ROUTE 124, Hoenn — A local Slowpoke nicknamed Doodoohead has reportedly entered an extreme state of confusion regarding his sexual identity after being unaffected by a Pokémon of the opposite gender using Attract during a gym battle, sources have confirmed.
“I really don’t know what to do other than just let him sort his stuff out,” said Doodohead’s trainer, Kyle Mathers, issuing halfhearted commands knowing that his Slowpoke would continue to hurt itself in sexual confusion for several more turns. “I’m sure his whole life he was told he would fall in love with a wonderful, sexy female Pokémon in the Water 1 egg group and have a normal, domestic Pokémon life. But sometimes when that floating heart hits you, you can feel nothing at all. No sparks, no immobilization, nada. It can happen to anybody.”
“Most captured Pokémon spend up to 97% of their lives inside of Pokéballs. It’s a very sheltered existence,” explained the local Pokémon Daycare Lady, self proclaimed expert in watching Pokémon sexuality. “It’s no wonder that they start exploring themselves when left out in our luxurious and well-manicured backyard. Have you ever seen a Diglett realize its entire life has been a lie upon seeing a Dugtrio threesome? That’s just a normal Tuesday around here.”
Some Pokéfans have not been so optimistic about social progress, however. A local chapter of Arceus worshippershave vocally opposed non-heteronormative relationships between pocket monsters.

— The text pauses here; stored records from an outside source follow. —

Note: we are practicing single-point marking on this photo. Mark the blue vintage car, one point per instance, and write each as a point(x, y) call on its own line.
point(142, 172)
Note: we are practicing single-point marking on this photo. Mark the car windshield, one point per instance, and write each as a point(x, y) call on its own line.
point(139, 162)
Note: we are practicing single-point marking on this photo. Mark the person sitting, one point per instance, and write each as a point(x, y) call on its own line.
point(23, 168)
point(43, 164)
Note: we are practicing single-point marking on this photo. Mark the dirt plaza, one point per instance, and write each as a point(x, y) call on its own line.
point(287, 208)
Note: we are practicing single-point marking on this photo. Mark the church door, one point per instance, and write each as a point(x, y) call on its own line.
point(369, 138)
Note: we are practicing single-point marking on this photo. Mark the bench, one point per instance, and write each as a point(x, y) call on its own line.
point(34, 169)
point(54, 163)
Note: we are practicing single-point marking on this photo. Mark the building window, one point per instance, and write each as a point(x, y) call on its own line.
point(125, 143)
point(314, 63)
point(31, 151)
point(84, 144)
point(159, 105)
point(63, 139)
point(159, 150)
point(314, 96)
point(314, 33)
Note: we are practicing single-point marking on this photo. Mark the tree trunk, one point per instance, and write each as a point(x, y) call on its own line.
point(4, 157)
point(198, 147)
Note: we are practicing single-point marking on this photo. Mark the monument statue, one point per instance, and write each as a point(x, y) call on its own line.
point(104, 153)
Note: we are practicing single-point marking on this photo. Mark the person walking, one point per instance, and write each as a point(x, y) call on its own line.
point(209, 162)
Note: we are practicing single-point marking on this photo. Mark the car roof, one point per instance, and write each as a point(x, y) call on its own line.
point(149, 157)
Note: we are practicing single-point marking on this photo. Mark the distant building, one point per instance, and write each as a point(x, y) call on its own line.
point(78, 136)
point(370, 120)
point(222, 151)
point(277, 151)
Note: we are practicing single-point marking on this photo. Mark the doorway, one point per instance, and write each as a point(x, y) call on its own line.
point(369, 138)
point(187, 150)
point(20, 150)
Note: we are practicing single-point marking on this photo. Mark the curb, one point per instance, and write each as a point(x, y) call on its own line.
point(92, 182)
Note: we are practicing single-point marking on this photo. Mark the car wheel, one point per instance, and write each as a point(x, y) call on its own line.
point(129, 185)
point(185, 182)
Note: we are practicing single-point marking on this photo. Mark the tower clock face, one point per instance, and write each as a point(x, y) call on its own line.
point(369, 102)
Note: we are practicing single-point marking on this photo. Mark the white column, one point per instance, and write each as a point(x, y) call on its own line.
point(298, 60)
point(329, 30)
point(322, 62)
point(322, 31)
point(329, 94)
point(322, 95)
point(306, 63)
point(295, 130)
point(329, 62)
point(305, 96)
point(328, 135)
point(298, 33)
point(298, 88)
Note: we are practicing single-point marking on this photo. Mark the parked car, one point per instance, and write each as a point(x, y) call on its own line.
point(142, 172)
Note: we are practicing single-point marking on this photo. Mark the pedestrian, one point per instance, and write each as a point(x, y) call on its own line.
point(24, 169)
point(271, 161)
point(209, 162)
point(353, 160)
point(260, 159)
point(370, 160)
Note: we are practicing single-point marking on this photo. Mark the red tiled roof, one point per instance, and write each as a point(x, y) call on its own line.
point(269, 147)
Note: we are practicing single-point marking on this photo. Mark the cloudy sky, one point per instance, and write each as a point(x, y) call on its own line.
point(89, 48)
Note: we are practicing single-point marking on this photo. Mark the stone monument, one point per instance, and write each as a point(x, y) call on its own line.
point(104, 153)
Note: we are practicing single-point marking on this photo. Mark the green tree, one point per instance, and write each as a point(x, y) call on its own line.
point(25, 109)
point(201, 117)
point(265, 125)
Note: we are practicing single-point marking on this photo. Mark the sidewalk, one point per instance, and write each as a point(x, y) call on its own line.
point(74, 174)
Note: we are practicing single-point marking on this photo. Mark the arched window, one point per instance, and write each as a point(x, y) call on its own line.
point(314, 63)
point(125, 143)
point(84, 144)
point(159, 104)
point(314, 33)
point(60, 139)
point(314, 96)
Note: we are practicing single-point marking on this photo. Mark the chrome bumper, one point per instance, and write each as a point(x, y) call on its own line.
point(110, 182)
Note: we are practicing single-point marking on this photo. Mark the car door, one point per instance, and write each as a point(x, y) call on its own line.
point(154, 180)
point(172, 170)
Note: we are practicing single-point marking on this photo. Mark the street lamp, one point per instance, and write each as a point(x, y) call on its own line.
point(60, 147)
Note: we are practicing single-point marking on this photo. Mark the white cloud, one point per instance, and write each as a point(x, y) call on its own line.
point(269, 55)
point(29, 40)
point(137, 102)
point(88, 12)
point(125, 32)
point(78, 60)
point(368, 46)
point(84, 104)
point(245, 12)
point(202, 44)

“Last time I checked, it was Nidoran♂ and Nidoran♀, not Nidoran♂ and Nidoran♂,” said a protester from the Rustboro Baptist Church outside of a local Pokémon Center. “How would that even work? Also, how do you think they catch Pokérus? That’s right, it’s an STD. Look it up.”
At press time, Doodoohead’s trainer has decided to store him in a PC where he’ll have space to do some overdue inner work.